Currently, even basic and relatively simple actions like mapping the digital networks and nodes around a battlespace can get snarled in bureaucracy.

“How do we visualize that environment … also from the electromagnetic spectrum angle, what kind of signatures are we emitting? How can we see the enemy?” said Brig. Gen. Patricia Frost, who runs the Army’s Cyber Directorate. ”The commander has [to have] a complete visualization of the domain. That’s really important. That should not take an authority granted by the [defense secretary].”

The Army has a tactical field manual for cyber and EW effects, but has not yet laid out—at least in public—an explicit policy for how, when, and under what circumstances it will use offensive cyber weapons.

The public understanding of these questions hasn’t much advanced since two years ago, when the head of U.S. Cyber Command, Adm. Michael Rogers, has said cyber weapons should be governed by the same rules of engagement as other weapons.

“Remember, anything we do in the cyber arena … must follow the law of conflict. Our response must be proportional, must be in line with the broader set of norms that we’ve created over time. I don’t expect cyber to be any different,” Rogers said in 2015.

Future adversaries won’t operate under the same constraints.

“If you don’t have to worry about authorities … you can be very effective,” Frost said. “We look at it differently. The State Department, when we are not at war, we defer to them on information operations. It’s a different approach.”

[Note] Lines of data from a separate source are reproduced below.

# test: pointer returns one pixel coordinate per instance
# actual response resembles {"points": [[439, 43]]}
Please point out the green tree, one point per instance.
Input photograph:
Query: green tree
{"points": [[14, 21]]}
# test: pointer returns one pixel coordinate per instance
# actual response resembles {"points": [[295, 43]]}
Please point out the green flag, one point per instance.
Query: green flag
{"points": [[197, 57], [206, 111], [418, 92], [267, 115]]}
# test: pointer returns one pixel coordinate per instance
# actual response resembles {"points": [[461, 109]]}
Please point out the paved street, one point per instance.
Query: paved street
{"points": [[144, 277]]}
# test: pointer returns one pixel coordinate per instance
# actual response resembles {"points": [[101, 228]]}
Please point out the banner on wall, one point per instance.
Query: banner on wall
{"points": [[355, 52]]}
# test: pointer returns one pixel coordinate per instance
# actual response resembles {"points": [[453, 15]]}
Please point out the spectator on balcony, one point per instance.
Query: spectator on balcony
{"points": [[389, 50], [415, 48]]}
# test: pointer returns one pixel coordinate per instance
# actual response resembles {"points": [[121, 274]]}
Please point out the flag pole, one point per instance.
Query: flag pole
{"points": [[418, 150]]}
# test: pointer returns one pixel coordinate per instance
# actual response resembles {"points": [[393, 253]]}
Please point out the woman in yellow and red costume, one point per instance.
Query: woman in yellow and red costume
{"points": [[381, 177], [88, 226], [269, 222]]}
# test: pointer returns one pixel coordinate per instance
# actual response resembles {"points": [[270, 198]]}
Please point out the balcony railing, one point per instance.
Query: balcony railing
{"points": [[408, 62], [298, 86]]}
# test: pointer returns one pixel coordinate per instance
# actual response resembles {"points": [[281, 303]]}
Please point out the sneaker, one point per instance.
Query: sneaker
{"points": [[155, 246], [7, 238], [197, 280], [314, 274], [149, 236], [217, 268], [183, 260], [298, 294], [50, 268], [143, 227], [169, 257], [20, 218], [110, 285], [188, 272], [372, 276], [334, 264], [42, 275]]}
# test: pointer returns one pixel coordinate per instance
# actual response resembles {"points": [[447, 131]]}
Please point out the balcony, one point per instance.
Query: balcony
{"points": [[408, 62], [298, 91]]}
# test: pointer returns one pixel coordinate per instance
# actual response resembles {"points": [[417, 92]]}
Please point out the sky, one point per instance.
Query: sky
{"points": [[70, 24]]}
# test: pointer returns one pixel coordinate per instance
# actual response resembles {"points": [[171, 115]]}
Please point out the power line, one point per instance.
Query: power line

Cyber operations are also a lot easier if you “don’t look at it through a Western lens in terms of protecting citizens’ privacy rights, also not having to be completely honest in the press,” she said. “That ability to use technology and be untruthful, it’s not something we would do. You’re playing on a different field. They already have an upper hand because” they can play by different rules.

The Army plans to run exercises with different legal teams to see if the soldiers of today and tomorrow need extra legal authorities in battle. Getting those proper authorities and related issues ironed out can add delays, Frost acknowledges. She says she is “satisfied with the pace” of getting those permissions in place, but added it’s “never fast enough” if you’re the soldier in the fight.

For McGee, a bigger concern is his inability to know enough his adversary’s capabilities, a unique feature of digital weapons. There are many ways to figure out the size of a conventional force, and the number of soldiers and bombs it has. But cyber capabilities, by virtue of their ethereal nature, are also opaque.

“If you look back at the Cold War, we had a rough idea of what the Warsaw Pact [the Soviet Union and its satellite countries] had in terms of divisions, ships, planes,” McGee said. “We were probably off but not by a tremendous amount. In cyberspace it’s very hard to have that degree of certainty. The possibility of unknowns in this operational space is huge. It’s impossible for us to scale what we know and don’t know.”